But wait, doesn’t winter usually come with lots of rain and snow? You would expect this season to be very wet and humid, but this is not the case. This could be because when temperatures drop, we tend to turn on those hefty heaters like there is no tomorrow.
Now, you certainly can’t stay cold for the sake of humidity, but this extra heat around the house comes at a steep price. These conditions often butcher the moisture in the air and leave your home feeling dry and almost inhabitable. As we’ve already covered, dry air is not only harmful to your home but poses a severe threat to your family’s health.
Fortunately, technology is right where it needs to be, and people can now rely on some of the best humidifiers in the market. However, humidifiers can often be expensive to purchase and even more costly to run all through the day and night.
Nobody wants to put up with all these additional energy bills and high maintenance costs. As such, buying a humidifier may not always be the wisest decision, especially if you can improvise using stuff around your home.
So, before you invest in a pricey humidifier, why not consider some of these green and low-effort strategies that will restore moisture to the air in your home?
Effective DIY Homemade Humidifiers
1. Indoor Houseplants
I’m not talking about turning your home into a greenhouse, but placing a few plants here and there will definitely improve your situation. But how can a few measly houseplants possibly make a difference? I’m glad you asked.
Ever heard of the term transpiration? This is the process by which moisture evaporates and leaves a plant’s leaves and stem. As you would expect, this moisture will be incorporated around the air in your home, thus adding some much-needed humidity all over.
A dry room can make it impossible for your houseplants to thrive; so remember to water them regularly to continue enjoying this homemade humidifier.
2. Leave Your Bathroom Door Open When Showering
This is one of the most efficient and inexpensive ways of humidifying your home. Think about it. You take one or two showers every single day anyway, why not take advantage of the hot, steaming water?
Whenever you take a shower, leaving your door wide open will ensure all the moisture and steam rise up and spread all around your home. Hot water is much easier to espouse and circulate in the air than cold water.
So make sure you open those doors wide, but keep a lookout in case someone is passing through. Wouldn’t want you to be literally caught pants down in the name of a little humidity now, would we?
3. Clothes Rack
Instead of tossing all your laundry in the dryer after washing, there is a way that you could kill two birds with one humid inducing stone. By using a clothes drying rack in any part of your home, you not only help save precious energy but also add a ton of humidity in your home.
However, keep in mind that this method will take a bit longer than others, but once the moisture begins circulating, your home will be more humid than it has ever been.
4. Spray Some Water On Your Curtains
I’m sure you’re all familiar with the different types of spray bottles used for cleaning. The most common mistake that people make is to throw them away immediately after they go empty. What you need to do is clean them thoroughly and use them to douse your curtains until they get damp.
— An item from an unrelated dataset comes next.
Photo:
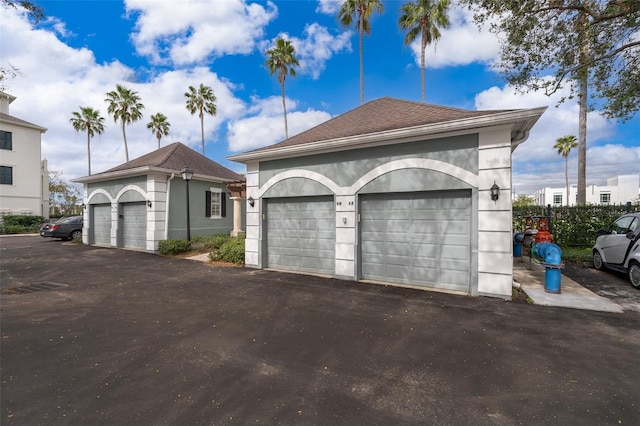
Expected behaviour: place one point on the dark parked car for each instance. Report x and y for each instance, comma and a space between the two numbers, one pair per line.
66, 228
618, 247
By letting them dry out slowly at room temperature, you get a convenient source of humidity for your home. The great news is that this method can be applied to any room in your house.
5. The Sponge Humidifier
Here’s another all-time favourite that is both super cheap and very easy to make. In this technique, all you need are a few sponges that can be placed strategically in any room according to your needs. This sponge will act as a moisture releasing tool until the water runs out.
To successfully nail this method, simply place a wet sponge in a perforated paper bag and wait for the magic to happen. Of course, this approach works best for small rooms and spaces, but you can always add more sponges to the setup if you have a bigger space to work with.